Fascism, on the other hand, is the word we could use for a situation where the egotistic attitude is applied at the socio-political level. So what we need in fact is a kind of holism, directed at the interests of nature in its entirety. Ideally, these interests should not be pursued by continuously wondering what to do for nature or ‘the whole’, but simply by following the dictates of our own instincts and feelings, which have been programmed to coincide with the interests of the whole. The problem is, of course, that something seems to have gone wrong there (something probably related to the way we, as a species, came into being, and which made us too intelligent for our role in nature), so there is room for some corrective thinking about how to undo the negative results of our earlier excessive thinking, so that we can live simply and naturally again, like other creatures, based on our instincts and feelings, and with reason used only practically, functionally, especially to ward off dangers.

This dichotomy of organic, stability-directed behaviour vs. ‘purposive’, individualistic behaviour is linked to another one, that between the linear and the cyclical view of history. Traditional societies have a cyclic view of what happens in the world. They observe the many ever returning processes which are themselves part of bigger ones: night follows day, days become seasons, seasons become years. Although, from our human level of observation, we can’t experience this, they affirm that the whole process of history also returns upon itself. Time itself, just like space, is made up by organically related units. Christianity and other monotheistic religions, of which the modern world view is but the profane expression, broke up this time circle. History is now nothing but the succession of different phases: the past, which is gone and therefore non-existent, and the present, that fleeting moment we should use to obtain a better future (in heaven or on earth). Whereas for traditional societies the time cycle is a sacred reality, for christians and modernists the past and the present are the means to be used to improve the what reason they have to believe that ‘the next future’ will be any better.


Solutions

Mankind is probably doomed, and its downfall will also mean the partial and temporary destruction of the eco-system he is part of. Fortunately, man is probably not capable of completely destroying nature, even if he wanted to, so nature will recover.

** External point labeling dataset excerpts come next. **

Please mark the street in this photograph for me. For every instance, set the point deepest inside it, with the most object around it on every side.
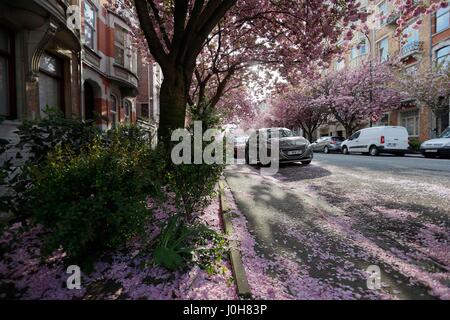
(321, 226)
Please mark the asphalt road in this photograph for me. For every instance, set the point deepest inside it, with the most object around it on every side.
(328, 222)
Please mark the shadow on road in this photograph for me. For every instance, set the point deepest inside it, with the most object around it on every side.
(295, 172)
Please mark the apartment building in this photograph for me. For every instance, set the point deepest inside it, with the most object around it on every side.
(422, 48)
(148, 100)
(110, 81)
(86, 69)
(40, 61)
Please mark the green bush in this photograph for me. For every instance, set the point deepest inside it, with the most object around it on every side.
(36, 139)
(39, 137)
(180, 243)
(193, 185)
(93, 200)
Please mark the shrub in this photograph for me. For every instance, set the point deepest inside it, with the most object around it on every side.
(414, 144)
(93, 200)
(193, 185)
(39, 137)
(36, 140)
(180, 243)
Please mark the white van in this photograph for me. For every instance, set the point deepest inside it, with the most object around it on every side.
(378, 140)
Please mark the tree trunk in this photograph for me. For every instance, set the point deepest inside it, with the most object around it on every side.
(173, 102)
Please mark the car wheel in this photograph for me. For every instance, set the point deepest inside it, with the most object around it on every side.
(373, 151)
(345, 150)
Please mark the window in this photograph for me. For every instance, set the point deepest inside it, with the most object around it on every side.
(113, 115)
(355, 135)
(144, 110)
(89, 25)
(384, 121)
(5, 64)
(359, 49)
(340, 65)
(412, 70)
(383, 49)
(442, 19)
(443, 57)
(119, 45)
(383, 12)
(50, 83)
(410, 36)
(410, 120)
(127, 106)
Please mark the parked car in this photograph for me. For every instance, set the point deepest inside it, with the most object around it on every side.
(328, 144)
(376, 140)
(437, 147)
(291, 148)
(239, 144)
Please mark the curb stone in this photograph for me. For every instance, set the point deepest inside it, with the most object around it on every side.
(242, 286)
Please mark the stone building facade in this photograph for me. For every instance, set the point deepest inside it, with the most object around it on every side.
(424, 48)
(88, 70)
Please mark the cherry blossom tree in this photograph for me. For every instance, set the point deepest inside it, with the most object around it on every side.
(297, 35)
(430, 88)
(175, 32)
(296, 108)
(353, 96)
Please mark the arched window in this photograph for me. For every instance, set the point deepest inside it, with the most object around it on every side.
(127, 105)
(113, 112)
(51, 87)
(443, 57)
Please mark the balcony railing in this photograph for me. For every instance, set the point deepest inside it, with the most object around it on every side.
(411, 48)
(392, 19)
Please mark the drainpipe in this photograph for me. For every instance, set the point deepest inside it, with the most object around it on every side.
(430, 56)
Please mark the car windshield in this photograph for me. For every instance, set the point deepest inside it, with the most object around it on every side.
(282, 133)
(446, 133)
(241, 139)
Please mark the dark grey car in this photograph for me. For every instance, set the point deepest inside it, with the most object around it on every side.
(328, 144)
(291, 148)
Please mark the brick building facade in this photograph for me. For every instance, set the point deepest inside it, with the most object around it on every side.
(88, 72)
(423, 49)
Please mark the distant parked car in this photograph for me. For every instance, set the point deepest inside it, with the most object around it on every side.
(291, 148)
(239, 144)
(378, 140)
(437, 147)
(328, 144)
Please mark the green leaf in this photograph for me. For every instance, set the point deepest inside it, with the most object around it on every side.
(167, 258)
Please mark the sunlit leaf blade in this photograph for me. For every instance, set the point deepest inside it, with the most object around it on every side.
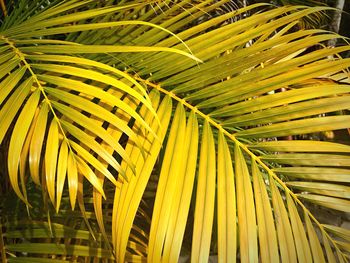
(92, 108)
(73, 49)
(89, 158)
(316, 173)
(280, 99)
(86, 171)
(13, 104)
(301, 146)
(329, 252)
(205, 198)
(226, 204)
(17, 139)
(316, 249)
(266, 226)
(167, 185)
(93, 127)
(301, 242)
(334, 190)
(51, 156)
(175, 233)
(88, 62)
(245, 209)
(36, 143)
(339, 231)
(283, 226)
(127, 198)
(72, 178)
(91, 143)
(96, 93)
(298, 127)
(7, 85)
(62, 165)
(327, 201)
(298, 159)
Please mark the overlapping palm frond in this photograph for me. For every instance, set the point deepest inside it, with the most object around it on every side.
(200, 148)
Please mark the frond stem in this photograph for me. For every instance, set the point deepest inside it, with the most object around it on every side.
(245, 148)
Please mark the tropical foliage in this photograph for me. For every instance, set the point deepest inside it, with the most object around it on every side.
(142, 131)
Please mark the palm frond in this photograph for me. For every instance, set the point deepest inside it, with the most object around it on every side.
(102, 114)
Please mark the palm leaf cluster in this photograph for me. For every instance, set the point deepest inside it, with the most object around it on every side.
(167, 128)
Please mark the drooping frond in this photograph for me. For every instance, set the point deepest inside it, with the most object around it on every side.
(210, 156)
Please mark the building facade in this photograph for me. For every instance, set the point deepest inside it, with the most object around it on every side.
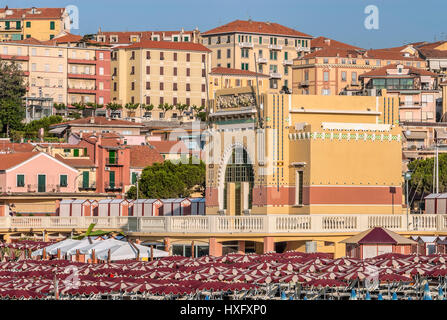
(38, 23)
(303, 154)
(333, 71)
(60, 74)
(263, 47)
(158, 73)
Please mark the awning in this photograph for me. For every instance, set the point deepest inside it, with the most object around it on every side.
(58, 130)
(416, 135)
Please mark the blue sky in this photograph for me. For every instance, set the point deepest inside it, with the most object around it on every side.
(400, 21)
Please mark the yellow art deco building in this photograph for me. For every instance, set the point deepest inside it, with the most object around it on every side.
(303, 154)
(39, 23)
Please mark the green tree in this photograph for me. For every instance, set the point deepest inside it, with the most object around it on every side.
(12, 91)
(169, 180)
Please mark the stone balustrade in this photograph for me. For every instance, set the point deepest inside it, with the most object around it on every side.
(258, 224)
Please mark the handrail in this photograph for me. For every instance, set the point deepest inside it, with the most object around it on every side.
(262, 224)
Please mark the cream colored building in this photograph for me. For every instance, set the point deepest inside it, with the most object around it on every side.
(263, 47)
(160, 72)
(38, 23)
(61, 74)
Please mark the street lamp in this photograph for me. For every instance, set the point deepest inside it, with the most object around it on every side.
(407, 177)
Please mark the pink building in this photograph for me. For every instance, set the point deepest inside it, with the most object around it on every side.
(416, 89)
(26, 172)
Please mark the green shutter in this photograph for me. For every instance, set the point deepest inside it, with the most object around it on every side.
(41, 183)
(85, 179)
(112, 156)
(63, 180)
(20, 180)
(112, 179)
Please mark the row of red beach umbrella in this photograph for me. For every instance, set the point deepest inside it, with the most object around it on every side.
(176, 275)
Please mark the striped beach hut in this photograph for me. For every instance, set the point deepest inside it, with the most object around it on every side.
(176, 207)
(377, 241)
(147, 208)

Is there a scenario possible which would not imply the complete destruction of mankind? Yes, there is, and one of the best is Richard Hunt’s of Alternative Green, as described by Arthur Brand in Perspectives N°7: the breaking up of empires and big nations, ultimately culminating in the village community, a process which can only start at the exploited periphery. But the center, having to lose its whole standard of living, will resist, and that resistance won’t be peaceful. The fact that personally and socially we have become addicted to the unnatural living conditions our too big brain has created, will make the whole transition even harder.

When we read about ‘living in harmony with nature’ we all smile happily: we hear leaves rustle and the birds sing. But let’s be honest: how many of us would personally be willing or able to live like our ancestors did 10,000 years ago (and even that would be an approximation, as to really live in harmony with nature, we would have to go back more than a million years ago, to the time we were still hominid apes)?

If in another 10,000 years human beings are still around, it probably won’t be because some of us started using, say, biodegradable detergents (although that never harms, of course), but because aids, the poisoned soil, water, radioactivity, power failures, and our deteriorating physical and psychological condition have eliminated so many of us that the rest, remaining in complete disorganization, have no other choice but to live ‘in harmony with nature.’